I laud the hardy citizens of New England as they confront significantly higher energy prices in facing the coldest winter in a couple of decades there. As described by William Murray at RealClearEnergy, that’s a consequence of their determination to oppose climate change:
Both prices and demand for domestic natural gas have surged as people have started plugging in their space heaters. Gas consumption set a new record for daily use on January 1, surpassing the previous record set in January 2014 in the midst of the “Polar Vortex.” Energy prices in most of the country increased 20–30 percent to account for the strong demand before quickly returning to previous levels. But in parts of New England prices spiked more than 400 percent.
Why?
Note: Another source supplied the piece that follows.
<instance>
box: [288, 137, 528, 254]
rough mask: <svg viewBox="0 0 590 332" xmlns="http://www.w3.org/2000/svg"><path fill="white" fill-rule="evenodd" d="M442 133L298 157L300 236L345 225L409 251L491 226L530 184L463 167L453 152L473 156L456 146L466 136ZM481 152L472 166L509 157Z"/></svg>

New England — including Vermont, New Hampshire, Maine, Massachusetts, Connecticut, and Rhode Island — is the only part of the country that has constrained supplies of natural gas. This constraint is largely self-induced by “above-ground” political issues. Local and state opposition have blocked a number of natural gas pipelines in recent years, with the result that the region hasn’t benefited from the gas production growth in the Marcellus shale formation in nearby Pennsylvania
This means that the 50,000 miles of U.S. natural gas pipelines built during the past decade largely skipped New England, leaving the region with the highest electricity prices in the United States. A study by the U.S. Chamber of Commerce found residents in the Northeast pay 44 percent more than the national average for electricity and 29 percent more for natural gas. Industrial users of electricity pay 60 percent more than the national average, according to the Chamber.
I hope their sacrifices aren’t for naught which they may be if the natural gas is replaced by burning wood pellets grown in a non-sustainable manner which is what the Germans did.